The struggles of navigating with a paper map

DO YOU remember what it was like navigating in the bush prior to the advent of global positioning systems?

As I recall it, using a topographic map, a compass and a ruler was sometimes a bit of a hit-and-miss affair, especially when trying to navigate in heavy scrub.

It could also be very expensive. Before heading off on a four-wheel drive adventure – even a short weekend away – you’d have to rifle through the filing cabinet to make sure you had all the topo maps covering the areas you intended to travel through.

If you were missing any maps, you’d then have to head off to your nearest map store and stock up, usually at a cost of around 10 bucks a map. Depending on where you were going you might need a couple of 1:100,000 topos and half a dozen 1:25,000 topos to even cover a relatively small area – so $80 or so later you could be on your way.

But hang on a tick. First you’d have to navigate your way to your intended off-road destination, which would involve using a series of road maps or a road atlas. Of course, due to their expense, you’d hang on to these for as long as possible, so they were usually out of date, meaning you’d often have to rely on your nous to get you through.

On top of these – and the topos – you might also have to throw in a few local visitors’ maps, some state forest maps and some Hema or Westprint Maps, as these would include additional useful information covering the area you were driving through.

With so many maps to carry you’d need a folder, folio or briefcase to store them, and it was always a good idea to put them in some sort of order prior to departure so you weren’t muddling through them once underway.

Once you finally made it to the off-road part of your trip, you could unfurl your brand new topo map on the bonnet of your 4x4 (assuming it wasn’t raining, dark or windy) to see exactly where you were. Unfortunately, even your brand new topo was likely out of date.

These maps were only revised occasionally and it could be more than a decade since they were last updated, so chances were that other than the topographic lines depicting the natural terrain, a lot of the other information might be incorrect, with missing tracks and various other features absent.

I don’t know about you, but I was always very particular with the way I handled my topo maps. But even taking extra care to make sure I folded them away correctly, they’d often start to wear on the folds – I still have a bunch of maps in my filing cabinet with holes worn through them from regular use.

These holes would, without fail, start to develop right at a critical junction of two tracks, ensuring the decision-making process would be as hard as possible when considering whether to turn left or right at the end of a long day of forging through the scrub.

I always considered myself to be reasonably competent when navigating with topo maps, a compass and a ruler. But I also recall the feeling of self-doubt creeping in on a regular basis when driving up an unfamiliar track that didn’t seem quite right – especially when leading a convoy towards the end of the day when everyone was hoping for a hot meal and somewhere warm and dry to spend the night.

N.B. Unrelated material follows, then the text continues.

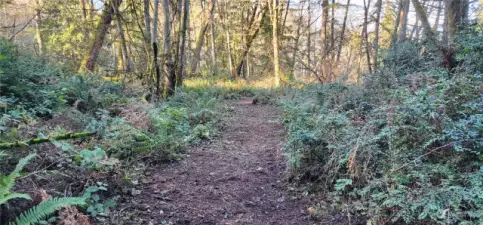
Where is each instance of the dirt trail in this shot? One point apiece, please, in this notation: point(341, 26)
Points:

These days we’ve got it easy – you don’t even need a dedicated GPS device. There are any number of apps you can download on your smartphone or tablet that will give you access to the latest topographic map, and they include various features so you always know exactly where you are and how to easily navigate to where you want to be. You don’t even need a compass or a ruler!

Just make sure you don’t drop your phone or tablet in a puddle of water, or the only place you’ll find yourself is up the proverbial creek.